This role will complement our existing team of analytics experts. The candidate will be responsible for optimizing our data architecture as well as managing data flow and collection from disparate sources into a workable format by cross-functional teams. The ideal candidate should have subject matter expertise on how to build and optimize BIG DATA systems from the ground up. They will be self-driven and will work with different stakeholders across the organization which includes software engineers, data analysts and data scientists.
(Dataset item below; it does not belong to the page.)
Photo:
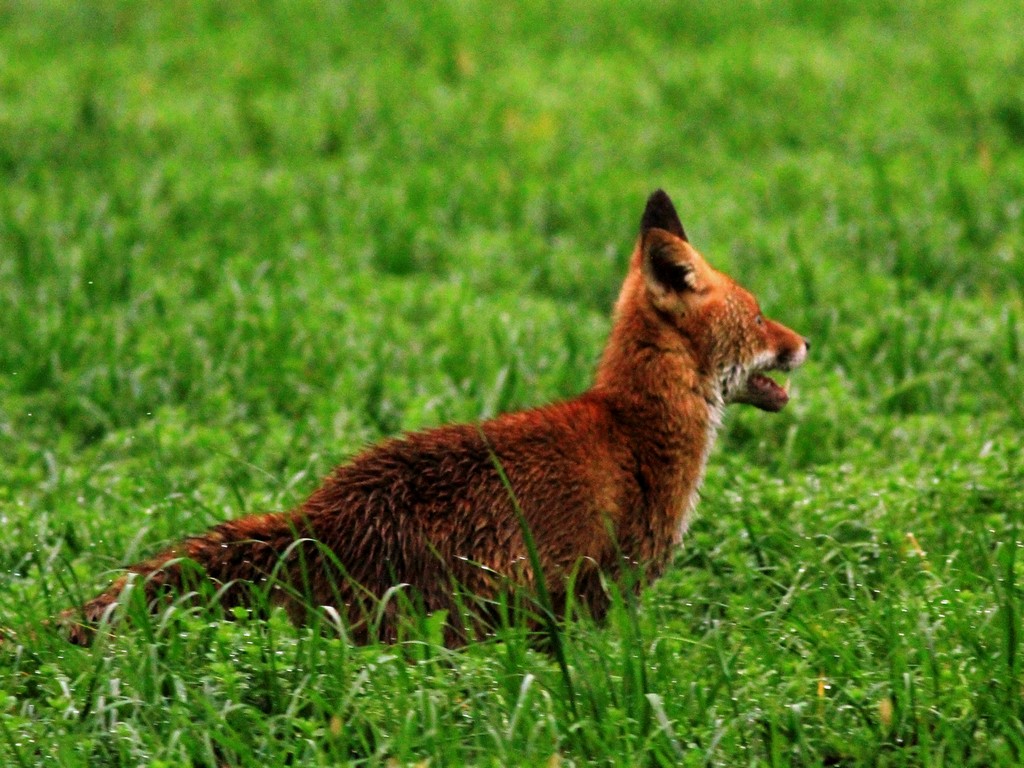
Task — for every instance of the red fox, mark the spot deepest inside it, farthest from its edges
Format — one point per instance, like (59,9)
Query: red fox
(608,477)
The candidate will have the opportunity to shape our data stack, ensuring that our ever-flowing data is adequately collected, organized and made accessible for advanced analytics and beyond.
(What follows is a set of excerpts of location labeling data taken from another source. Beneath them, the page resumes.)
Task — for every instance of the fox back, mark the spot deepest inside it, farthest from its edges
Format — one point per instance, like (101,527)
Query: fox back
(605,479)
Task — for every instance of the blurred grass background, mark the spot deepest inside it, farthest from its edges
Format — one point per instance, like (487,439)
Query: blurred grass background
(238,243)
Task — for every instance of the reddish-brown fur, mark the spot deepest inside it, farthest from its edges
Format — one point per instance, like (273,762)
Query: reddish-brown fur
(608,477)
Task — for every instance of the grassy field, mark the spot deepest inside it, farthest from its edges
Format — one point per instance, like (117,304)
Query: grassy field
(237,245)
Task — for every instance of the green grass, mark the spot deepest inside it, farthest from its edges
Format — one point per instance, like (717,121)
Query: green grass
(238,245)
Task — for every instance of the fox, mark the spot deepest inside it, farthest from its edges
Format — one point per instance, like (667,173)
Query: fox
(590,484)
Duties and responsibility:
Identify, design, and implement internal process improvements: automating manual processes, optimizing data delivery, re-designing infrastructure for greater scalability etc.
Build the infrastructure required for optimal extraction, transformation, and loading of data to a central location from a wide variety of data sources using SQL or other ‘big data’ technologies
Build analytics tools that utilize the data pipeline to provide actionable insights into customer acquisition, operational efficiency and other key business performance metrics
Work with stakeholders including the Executive, Product, Data and Design teams to assist with data-related technical issues and support their data infrastructure needs
Create data tools for analytics and data scientist team members that assist them in building and optimizing our product into an innovative industry leader
Implementing industry standard data governance and security standards
Advanced working SQL knowledge and experience working with relational databases, query authoring (SQL) as well as working familiarity with a variety of databases.
Build processes supporting data transformation, data structures, metadata, dependency and workload management.
A successful history of manipulating, processing and extracting value from large disconnected datasets.
Strong project management and organizational skills.
Experience with big data tools: Hadoop, Spark, Kafka, etc.
Experience with relational SQL and NoSQL databases, including Postgres and Cassandra.
Experience with AWS cloud services: EC2, EMR, RDS, Redshift
Experience with stream-processing systems: Storm, Spark-Streaming, etc.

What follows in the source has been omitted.